Brussels, 10 February 2026, 18:23 (CET)
- EU antitrust regulators have given the green light to Google’s $32 billion purchase of cybersecurity company Wiz, approving the deal without any conditions.
- The European Commission stated that customers would continue to have “credible alternatives” and the option to switch providers.
- Regulators also noted that the data Google would obtain via Wiz isn’t commercially sensitive.
Alphabet’s Google secured unconditional EU antitrust approval on Tuesday for its $32 billion buyout of cloud security company Wiz, removing a key obstacle for its largest deal so far. The European Commission confirmed the acquisition poses no competition issues. Reuters
Google’s move comes as it ramps up efforts in cybersecurity and aims to close the gap in cloud computing, where bigger competitors still lead. Cloud infrastructure—essentially rented computing power and storage accessed online—has turned into a fiercely competitive space. Security features are a key tool providers use to attract and keep clients.
Regulators have been raising the bar for big tech mergers lately, scrutinizing deals that might reinforce market dominance or limit competition from smaller players. Securing approval from the EU is crucial since Europe frequently sets some of the strictest standards for major tech deals.
The Commission, the EU’s competition watchdog, approved the deal under merger regulations after assessing if Google might bundle Wiz with its existing offerings to lock in customers. It also investigated whether Google could access sensitive data about rival cloud providers via Wiz’s platform, the Commission said. Europa
“Customers will continue to have credible alternatives” and the option to switch providers, said competition chief Teresa Ribera.
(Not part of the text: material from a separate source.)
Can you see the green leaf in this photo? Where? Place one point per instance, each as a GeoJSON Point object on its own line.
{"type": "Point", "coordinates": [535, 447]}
She pointed out that Google trails both Amazon and Microsoft in cloud infrastructure market share.
EU regulators argued the data Google would get from the deal isn’t commercially sensitive and is typically accessible to other security software firms. This assessment weakened worries that Google might leverage Wiz to spy on rival cloud setups.
Google revealed its Wiz acquisition in March 2025, describing it as a strategic move tied to “two large and growing trends in the AI era”—namely, enhanced cloud security and the expanding adoption of multi-cloud environments. Multi-cloud means companies use applications across multiple cloud providers. Founded in Israel in 2020, Wiz later shifted its operations to the US. At the time of the acquisition announcement, Wiz employed around 900 people and was valued at $12 billion, according to IT Pro. Itpro
The $32 billion price tag for Wiz tops Google’s 2012 Motorola buy by more than twice, according to the IT publication. The report also noted that the deal passed a U.S. antitrust review last November.
Wiz offers Google a security platform designed to operate across multiple cloud providers—a must-have for many big clients. This is also the battleground, as Amazon and Microsoft boast massive cloud operations and extensive security suites linked to their platforms.
The biggest concern in the EU review is straightforward. Should Google push too aggressively to bundle Wiz with its cloud services, or if Wiz’s tools perform worse on competing clouds, customers might jump ship — and the Commission’s approval depends on keeping switching viable.
The Commission’s market test identified “several credible competitors” that customers might switch to, concluding the deal wouldn’t reduce choice across the European Economic Area—covering the EU, Norway, Iceland, and Liechtenstein.